Mr. Haggard comes from an honest place. He’s the Real McCoy to use the parlance of our times. He grew up playing a hand-me-down guitar from his brother Lowell. In the family home, a converted locomotive boxcar, Haggard learned the songs of his heroes, Hank Williams, Bob Wills and Lefty Frizzell. It’s unlikely that at this point he had any idea he would one day be considered one of the greats in the canon of Country & Western music.
Merle Haggard has received an astounding number of music awards from the Grammys, Country Music Association and the Academy of Country Music. He has been inducted into the Country Music Hall of Fame (1994) and been bestowed the Kennedy Centre Honours for “Outstanding Contribution to American Culture”.
If this list of life experience and accomplishment doesn’t give you an idea of the authenticity of this man, then get a load of this: Merle Haggard cites seeing Johnny Cash perform as one of the most influential factors in deciding to pursue a career in music. The kicker is, Haggard saw him perform in San Quentin Prison where he had just been transferred after an escape attempt from Bakersfield Prison.
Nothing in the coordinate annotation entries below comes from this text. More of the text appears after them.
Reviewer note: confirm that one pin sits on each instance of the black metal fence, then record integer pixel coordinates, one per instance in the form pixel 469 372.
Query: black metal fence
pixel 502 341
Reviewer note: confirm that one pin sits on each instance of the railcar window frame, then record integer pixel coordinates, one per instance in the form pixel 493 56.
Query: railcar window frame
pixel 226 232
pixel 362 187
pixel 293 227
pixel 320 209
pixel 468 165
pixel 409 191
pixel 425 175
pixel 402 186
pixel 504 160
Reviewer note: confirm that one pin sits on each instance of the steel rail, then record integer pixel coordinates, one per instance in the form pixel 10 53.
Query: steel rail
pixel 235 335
After 76 years, 5 wives, 6 children, 38 number one hits, 76 studio albums and a hell of a lot of time on the road, Merle Haggard made another stop at Centre 200 in beautiful, downtown Sydney last week. Although he showed no signs of slowing down, with the way the world has been losing musicians lately, it’s hard to say if he’ll ever make it back.
After a brief introduction from his son and lead guitar player (who looks exactly like a 40-year old Merle), Mr. Haggard, in his customary cowboy hat and sunglass, took the stage, plugged in his electric-guitar, played a quick turn around and laid into some singing. It sounded good, great even, and a whole lot like Merle Haggard. He sang with the power, the feeling and the lack of effort of musicians half his age. The band was on; the man was on.
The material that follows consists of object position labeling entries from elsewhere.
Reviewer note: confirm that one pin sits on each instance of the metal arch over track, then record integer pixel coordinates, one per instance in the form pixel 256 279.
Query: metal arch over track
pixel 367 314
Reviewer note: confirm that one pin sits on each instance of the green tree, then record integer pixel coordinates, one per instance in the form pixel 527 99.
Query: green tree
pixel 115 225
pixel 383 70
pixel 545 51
With 38 No. 1 hits, one would assume that it’s hard to put together a bum setlist at this point in his career. You got the feeling at the concert that Merle hears every note his band plays; he sees the bigger picture. The show is entertaining but it’s all about the music. At no point does the act distract you from the music, nor would it need to with musicians of this caliber. The Strangers now include 3 of Mr. Haggard’s children; two sons and a daughter. The band: pedal steel, electric guitar, female backing vocals, drums, bass, piano and acoustic/fiddle all backing Mr. Haggard on vocals and the Bakersfield-bred country telecaster.
Mr. Haggard played the hits, he played the fiddle, and he played to his audience. At one point, in a wonderful moment that made you feel like you were the only person in the stadium, Haggard took off his hat and glasses and said hello.
The magic for me was hearing “Footlights”. Mr. Haggard singing with all the wretched feelings living in the lyric of that song was a serious moment. The back and forth between trying hard to make it and just keeping on was so well conveyed.
Overall I feel lucky to have been there at Centre 200 on Thursday night, seeing a legend of Country music here in my own town and sharing it with a few thousand people who all have that thing in common. We’re real people in Cape Breton, and so it seems obvious that we’d appreciate such a real human as Merle Haggard.